In general, bilinear sampling will make a large difference on images with small details in contrasting colors. A bilinear sampled image will look similar to a nearest sampled one in areas of similar color, for example the sky. This is because bilinear sampling blends multiple adjacent pixels into our sampling.
Level sampling is sampling from different minimap levels depending on how the x and y values adjacent to a point change on the corresponding texture map. The purpose of level sampling is to make an image more realistic by having pixels that represent parts of the image further back to be more blurred. We implemented level sampling by calculating the barycentric coordinates of (x, y), (x, y+1), and (x+1, y) and find their corresponding coordinates on the texture map. We used these values to find our difference vectors du/dx and dv/dy, which we then use to find the level as a float using the equations to find the level as shown in lecture. If our level sampling method is “nearest,” we round this value, and if it is “linear,” we interpolate this value with the colors of the two adjacent levels closest to our float.

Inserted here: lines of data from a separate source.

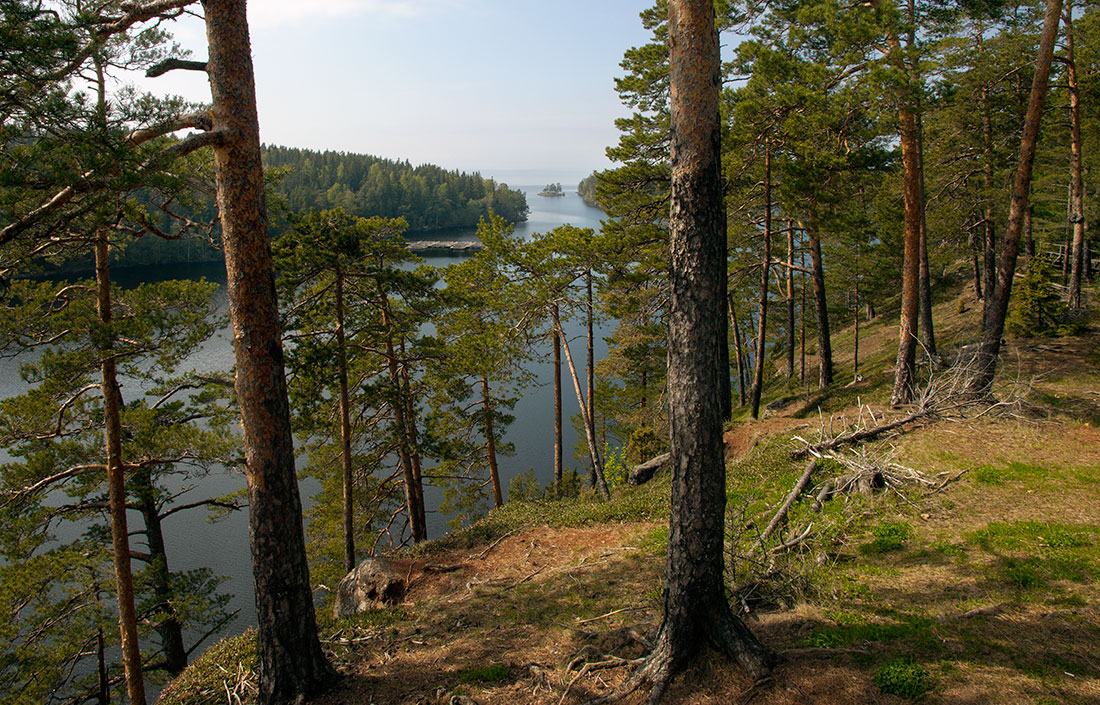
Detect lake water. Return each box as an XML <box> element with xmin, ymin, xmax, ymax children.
<box><xmin>0</xmin><ymin>183</ymin><xmax>610</xmax><ymax>653</ymax></box>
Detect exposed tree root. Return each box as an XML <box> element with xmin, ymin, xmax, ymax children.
<box><xmin>577</xmin><ymin>607</ymin><xmax>773</xmax><ymax>705</ymax></box>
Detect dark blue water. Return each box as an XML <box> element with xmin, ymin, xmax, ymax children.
<box><xmin>0</xmin><ymin>183</ymin><xmax>610</xmax><ymax>647</ymax></box>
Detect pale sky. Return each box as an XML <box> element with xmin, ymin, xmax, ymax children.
<box><xmin>135</xmin><ymin>1</ymin><xmax>660</xmax><ymax>185</ymax></box>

Compared to the other two ways of antialiasing, level sampling is likely the slowest since in addition to its own code it calls pixel sampling (depending on what sample_rate within supersampling you are comparing it to). It also uses more memory than pixel sampling as it uses a struct to store dx/uv, dy/uv, and uv. Within pixel sampling, bilinear pixel sampling is slightly more costly than nearest pixel sampling since there are many more calculations involved. However, bilinear pixel sampling produces excellent results. Number of samples per pixel is the most straightforward with minimal calculations, but slow performance as it’s “enlarging” the picture multiple times to achieve the antialiasing. All three antialias well, and the choice of which one depends on the picture.
Comparing the combinations of these forms of sampling, we see when both are used together we get the smoothes image, but it may even seem blurry. Level zero and pixel linear looks a little jaggedy still. Level zero with nearest pixel sampling looks similar to linear pixel sampling, but linear is slightly smoother.